As with any wild species, Ixia viridiflora shows a certain amount of variation between individuals. We eliminate any poor coloured forms, and cross pollinate those with the longest spikes and the largest flowers to constantly improve our stock. Ours may be the only Ixia viridiflora breeding program in the world.
In its native habitat, Ixia viridiflora grows over winter and flowers in late spring. It will do the same if sown or planted in the autumn in a cold glasshouse in the UK, or may be planted in the spring to give a later display. Given well drained sandy soil and a sheltered situation, Ixia viridiflora will often overwinter successfully in the garden in the UK. Generally speaking, where Gladioli will survive overwinter, so will Ixia viridiflora.
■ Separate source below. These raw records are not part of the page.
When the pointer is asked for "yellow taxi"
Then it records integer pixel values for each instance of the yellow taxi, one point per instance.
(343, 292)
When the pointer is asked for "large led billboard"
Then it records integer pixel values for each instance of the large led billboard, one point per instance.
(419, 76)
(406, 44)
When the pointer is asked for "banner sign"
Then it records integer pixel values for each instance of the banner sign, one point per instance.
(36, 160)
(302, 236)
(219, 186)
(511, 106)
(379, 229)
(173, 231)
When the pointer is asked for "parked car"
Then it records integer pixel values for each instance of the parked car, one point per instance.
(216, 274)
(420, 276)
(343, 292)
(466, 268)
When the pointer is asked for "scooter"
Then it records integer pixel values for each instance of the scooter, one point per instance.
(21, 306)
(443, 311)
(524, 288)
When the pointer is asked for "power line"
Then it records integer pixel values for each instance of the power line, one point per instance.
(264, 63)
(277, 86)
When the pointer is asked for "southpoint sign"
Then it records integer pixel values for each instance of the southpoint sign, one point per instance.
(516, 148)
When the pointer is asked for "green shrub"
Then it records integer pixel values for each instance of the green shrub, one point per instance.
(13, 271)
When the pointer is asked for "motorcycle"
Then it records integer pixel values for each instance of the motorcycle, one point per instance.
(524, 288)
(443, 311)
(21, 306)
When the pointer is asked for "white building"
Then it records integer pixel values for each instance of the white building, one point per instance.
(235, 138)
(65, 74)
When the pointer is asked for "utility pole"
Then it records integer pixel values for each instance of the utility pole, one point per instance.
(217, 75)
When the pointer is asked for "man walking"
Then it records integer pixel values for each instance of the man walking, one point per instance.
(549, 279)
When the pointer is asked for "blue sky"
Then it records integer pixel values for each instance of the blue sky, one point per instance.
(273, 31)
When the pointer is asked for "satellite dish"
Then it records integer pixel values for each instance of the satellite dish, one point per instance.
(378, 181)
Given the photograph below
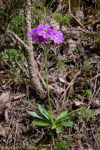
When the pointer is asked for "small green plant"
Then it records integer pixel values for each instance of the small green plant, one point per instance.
(63, 145)
(11, 58)
(88, 94)
(87, 114)
(98, 133)
(60, 18)
(87, 64)
(45, 118)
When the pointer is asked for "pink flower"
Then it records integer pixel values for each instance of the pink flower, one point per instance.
(33, 34)
(41, 39)
(44, 30)
(57, 36)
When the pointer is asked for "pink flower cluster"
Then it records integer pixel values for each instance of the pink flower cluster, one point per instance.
(43, 32)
A warm dry summer rest will ripen the corms ready for starting into growth again in the autumn.
The position of your Ixia plants should be clearly marked as the long, narrow leaves can easily be mistaken for grass.
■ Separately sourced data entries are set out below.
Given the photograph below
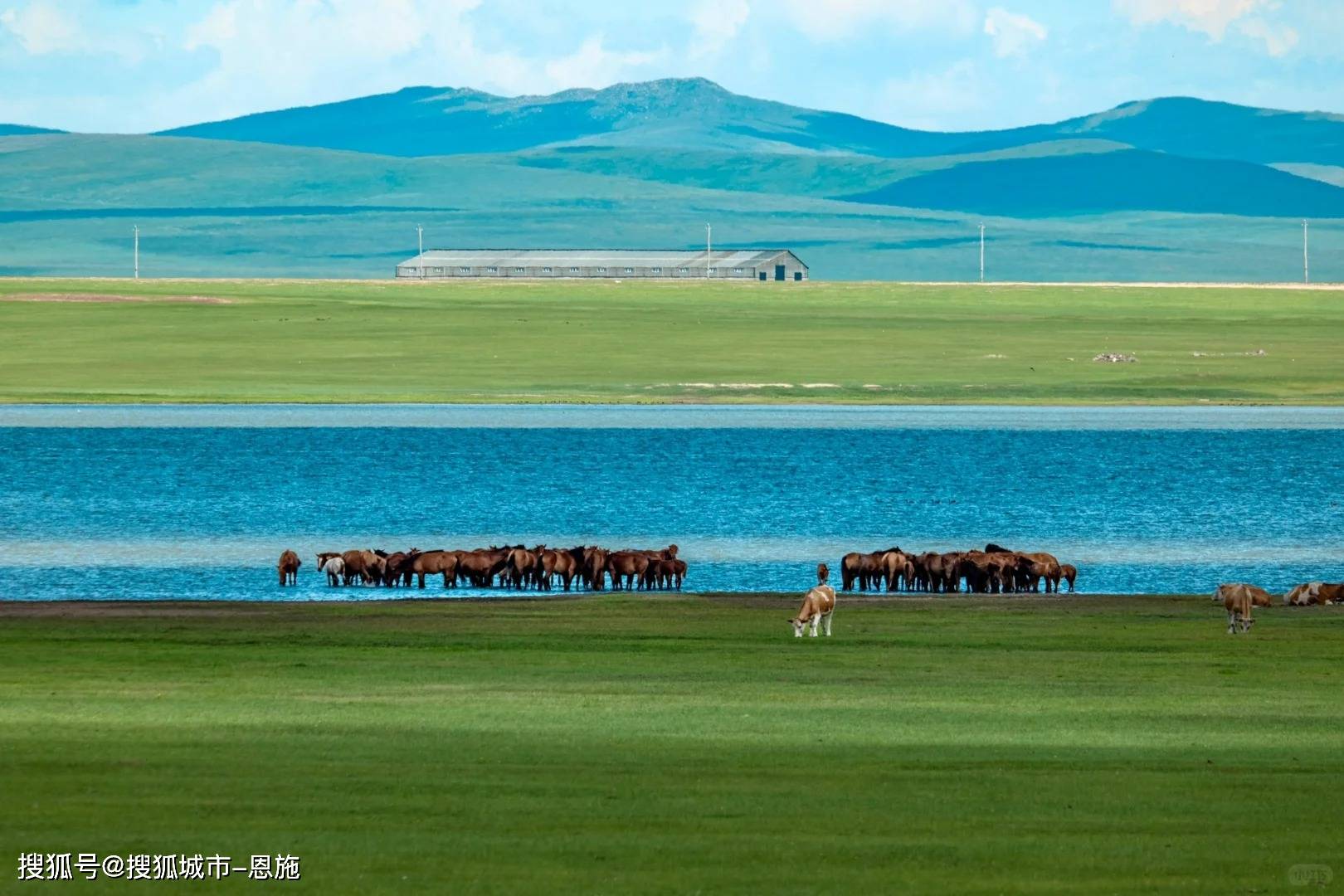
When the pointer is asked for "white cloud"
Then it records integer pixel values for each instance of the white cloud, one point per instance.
(1215, 17)
(836, 19)
(1014, 34)
(42, 28)
(717, 23)
(1207, 17)
(1278, 39)
(933, 100)
(596, 66)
Owls Acre Seeds is currently carrying two interspecific hybrid varieties of Digitalis; Digitalis x martina and Digitalis x lucas. Both have been bred in the Netherlands by Maarten van der Saar. As sterile hybrids, these foxgloves will flower profusely for a prolonged period and at least two to three weeks longer than the more familiar and wild varieties, and as they do not seed, will not multiply unpredictably in subsequent years. These varieties are notable for their branching habits, making them ideal for container and landscape applications. Martina carries pink flowers and is the taller of the two, reaching about 1m (3ft) in height. Lucas has purple flowers, is shorter at around 70cm (28in) and is particularly well branched.
Martina and Lucas have similar hardiness to D. purpurea and can be grown in zones 5-9, doing best in partially shaded locations. They are true biennials and should be sown in the autumn (September/October) for flowers in April/May the following year.